Here I would like to ask Bishop Hanson: If “unity” doesn’t “depend on the actions of church leaders or assemblies,” is it affected by them? If not, then of what value are the Ecumenical Councils or the Lutheran Confessions? What does an assembly intend to do when it passes resolutions?
This is a Schliermachian übervalue of personal feeling, where I feel unified with you.
I, for one, do not feel unified with the ELCA, particularly if the Assembly approves Human Sexuality: Gift and Trust next month.

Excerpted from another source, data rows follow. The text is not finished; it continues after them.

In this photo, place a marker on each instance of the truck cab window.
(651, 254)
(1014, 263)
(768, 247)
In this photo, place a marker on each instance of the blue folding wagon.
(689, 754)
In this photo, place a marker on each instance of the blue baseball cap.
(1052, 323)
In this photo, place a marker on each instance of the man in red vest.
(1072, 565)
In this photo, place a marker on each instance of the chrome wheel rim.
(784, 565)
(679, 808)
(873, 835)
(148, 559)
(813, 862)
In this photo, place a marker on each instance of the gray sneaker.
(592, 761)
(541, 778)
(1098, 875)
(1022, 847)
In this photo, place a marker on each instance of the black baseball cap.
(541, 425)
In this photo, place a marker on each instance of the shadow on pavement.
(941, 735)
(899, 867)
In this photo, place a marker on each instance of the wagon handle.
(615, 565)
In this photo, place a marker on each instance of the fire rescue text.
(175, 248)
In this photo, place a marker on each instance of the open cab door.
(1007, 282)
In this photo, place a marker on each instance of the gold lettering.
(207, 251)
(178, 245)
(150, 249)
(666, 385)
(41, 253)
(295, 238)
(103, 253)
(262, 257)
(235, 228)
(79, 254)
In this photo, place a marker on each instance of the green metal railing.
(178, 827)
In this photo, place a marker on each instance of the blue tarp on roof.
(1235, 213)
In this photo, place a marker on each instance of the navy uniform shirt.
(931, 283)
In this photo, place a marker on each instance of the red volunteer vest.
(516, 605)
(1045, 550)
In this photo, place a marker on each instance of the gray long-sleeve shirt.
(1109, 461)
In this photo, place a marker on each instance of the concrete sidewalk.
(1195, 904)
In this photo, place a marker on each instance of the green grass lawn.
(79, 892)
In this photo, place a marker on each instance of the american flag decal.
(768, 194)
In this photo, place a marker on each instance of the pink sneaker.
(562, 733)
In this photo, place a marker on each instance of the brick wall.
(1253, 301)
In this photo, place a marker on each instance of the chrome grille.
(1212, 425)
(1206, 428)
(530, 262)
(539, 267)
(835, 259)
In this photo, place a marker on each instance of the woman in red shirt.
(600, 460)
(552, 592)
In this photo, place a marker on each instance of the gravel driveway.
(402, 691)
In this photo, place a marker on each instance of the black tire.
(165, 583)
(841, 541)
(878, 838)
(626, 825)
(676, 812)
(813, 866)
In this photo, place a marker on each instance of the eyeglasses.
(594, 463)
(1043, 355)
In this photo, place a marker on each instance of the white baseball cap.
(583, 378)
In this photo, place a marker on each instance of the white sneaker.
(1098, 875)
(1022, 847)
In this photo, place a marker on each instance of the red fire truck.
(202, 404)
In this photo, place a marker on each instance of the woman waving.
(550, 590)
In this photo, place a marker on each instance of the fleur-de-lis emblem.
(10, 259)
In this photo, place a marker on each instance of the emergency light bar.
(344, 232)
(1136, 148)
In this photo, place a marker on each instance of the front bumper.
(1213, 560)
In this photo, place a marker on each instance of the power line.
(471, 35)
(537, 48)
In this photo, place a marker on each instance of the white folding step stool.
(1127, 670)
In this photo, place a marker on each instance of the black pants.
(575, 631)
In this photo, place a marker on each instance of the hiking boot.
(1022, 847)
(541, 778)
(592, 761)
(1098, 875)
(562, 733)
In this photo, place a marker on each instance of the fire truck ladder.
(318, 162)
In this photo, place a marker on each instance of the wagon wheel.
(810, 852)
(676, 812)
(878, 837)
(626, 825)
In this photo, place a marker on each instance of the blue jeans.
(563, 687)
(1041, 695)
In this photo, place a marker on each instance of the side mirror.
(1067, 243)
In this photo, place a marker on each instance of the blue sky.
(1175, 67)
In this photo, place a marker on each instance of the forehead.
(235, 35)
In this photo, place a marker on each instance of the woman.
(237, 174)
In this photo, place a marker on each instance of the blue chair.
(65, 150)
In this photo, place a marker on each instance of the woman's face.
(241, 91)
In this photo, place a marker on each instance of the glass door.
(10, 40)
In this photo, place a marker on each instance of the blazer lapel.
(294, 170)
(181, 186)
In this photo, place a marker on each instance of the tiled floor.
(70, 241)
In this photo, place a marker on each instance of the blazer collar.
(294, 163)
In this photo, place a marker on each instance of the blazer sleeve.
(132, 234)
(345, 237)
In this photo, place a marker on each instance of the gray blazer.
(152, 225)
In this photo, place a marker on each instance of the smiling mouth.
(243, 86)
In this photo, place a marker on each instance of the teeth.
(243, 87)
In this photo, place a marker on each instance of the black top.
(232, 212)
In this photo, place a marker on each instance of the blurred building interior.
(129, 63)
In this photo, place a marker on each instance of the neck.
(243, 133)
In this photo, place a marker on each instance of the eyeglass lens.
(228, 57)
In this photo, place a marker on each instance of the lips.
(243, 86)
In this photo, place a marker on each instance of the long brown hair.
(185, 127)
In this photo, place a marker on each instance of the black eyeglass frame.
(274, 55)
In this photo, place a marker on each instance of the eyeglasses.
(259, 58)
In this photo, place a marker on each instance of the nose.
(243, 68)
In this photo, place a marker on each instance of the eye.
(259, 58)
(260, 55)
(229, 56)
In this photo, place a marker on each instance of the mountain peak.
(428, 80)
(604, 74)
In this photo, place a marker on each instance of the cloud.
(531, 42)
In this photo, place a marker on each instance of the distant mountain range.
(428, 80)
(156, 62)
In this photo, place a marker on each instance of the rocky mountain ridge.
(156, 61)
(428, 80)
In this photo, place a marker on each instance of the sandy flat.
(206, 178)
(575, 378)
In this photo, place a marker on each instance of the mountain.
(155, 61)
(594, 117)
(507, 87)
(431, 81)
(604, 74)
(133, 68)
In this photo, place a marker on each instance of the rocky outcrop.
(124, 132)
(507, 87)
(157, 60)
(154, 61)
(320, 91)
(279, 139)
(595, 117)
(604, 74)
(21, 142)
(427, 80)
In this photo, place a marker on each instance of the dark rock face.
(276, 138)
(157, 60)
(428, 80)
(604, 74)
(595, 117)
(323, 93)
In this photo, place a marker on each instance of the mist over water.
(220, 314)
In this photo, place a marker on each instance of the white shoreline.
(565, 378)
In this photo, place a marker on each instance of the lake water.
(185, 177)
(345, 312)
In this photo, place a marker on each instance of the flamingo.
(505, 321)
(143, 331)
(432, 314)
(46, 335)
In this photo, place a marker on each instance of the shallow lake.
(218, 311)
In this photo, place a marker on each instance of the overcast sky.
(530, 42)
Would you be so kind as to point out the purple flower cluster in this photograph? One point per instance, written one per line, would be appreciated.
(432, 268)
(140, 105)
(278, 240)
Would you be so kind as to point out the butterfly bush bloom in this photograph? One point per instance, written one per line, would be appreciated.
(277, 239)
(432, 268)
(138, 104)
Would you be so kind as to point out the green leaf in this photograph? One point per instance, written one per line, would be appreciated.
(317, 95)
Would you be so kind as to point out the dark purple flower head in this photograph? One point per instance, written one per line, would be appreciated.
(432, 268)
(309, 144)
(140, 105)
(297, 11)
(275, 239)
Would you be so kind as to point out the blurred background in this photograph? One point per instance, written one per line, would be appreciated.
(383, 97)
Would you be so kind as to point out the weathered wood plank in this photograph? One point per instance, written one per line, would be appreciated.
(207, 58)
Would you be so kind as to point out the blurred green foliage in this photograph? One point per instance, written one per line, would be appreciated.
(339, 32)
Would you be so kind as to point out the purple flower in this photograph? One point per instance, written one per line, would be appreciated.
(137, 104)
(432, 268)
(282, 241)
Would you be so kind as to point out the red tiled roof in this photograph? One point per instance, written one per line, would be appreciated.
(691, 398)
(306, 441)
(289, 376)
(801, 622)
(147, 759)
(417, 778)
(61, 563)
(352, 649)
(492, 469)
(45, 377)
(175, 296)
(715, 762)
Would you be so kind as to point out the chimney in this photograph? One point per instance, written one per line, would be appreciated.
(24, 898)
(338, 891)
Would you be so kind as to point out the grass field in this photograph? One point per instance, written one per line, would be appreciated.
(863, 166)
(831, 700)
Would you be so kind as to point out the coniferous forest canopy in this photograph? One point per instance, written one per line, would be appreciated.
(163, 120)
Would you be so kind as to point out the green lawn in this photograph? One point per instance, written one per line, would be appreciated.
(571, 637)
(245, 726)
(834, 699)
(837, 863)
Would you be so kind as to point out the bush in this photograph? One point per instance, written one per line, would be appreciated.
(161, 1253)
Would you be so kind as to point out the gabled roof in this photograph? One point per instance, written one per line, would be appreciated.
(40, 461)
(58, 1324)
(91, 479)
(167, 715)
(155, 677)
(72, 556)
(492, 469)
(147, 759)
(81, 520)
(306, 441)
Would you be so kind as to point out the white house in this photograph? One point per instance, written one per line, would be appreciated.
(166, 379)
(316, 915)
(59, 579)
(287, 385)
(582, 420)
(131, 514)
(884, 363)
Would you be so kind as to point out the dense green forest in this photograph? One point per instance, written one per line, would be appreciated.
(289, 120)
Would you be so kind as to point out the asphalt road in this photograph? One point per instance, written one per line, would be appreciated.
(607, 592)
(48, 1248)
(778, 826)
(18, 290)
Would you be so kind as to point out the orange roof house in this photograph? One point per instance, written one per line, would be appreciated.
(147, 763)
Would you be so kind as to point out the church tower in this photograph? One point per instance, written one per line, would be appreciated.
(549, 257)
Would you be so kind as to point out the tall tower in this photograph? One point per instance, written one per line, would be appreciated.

As a typical American, my reaction is that the LCMS, WELS and other confessional Lutheran bodies in fellowship with these should file a lawsuit to require ELCA to drop the word "Lutheran" from its name as false advertising. But I know all of the arguments why we will not do that – secular vs. Christian worlds, the Biblical admonition to avoid courts of law whenever possible in dealing with fellow Christians, etc. Perhaps we can somehow convince the ELCA to change its name to the Evangelical lutheran Church in America (ElCA) to communicate their minimalist adherence to the Confessions.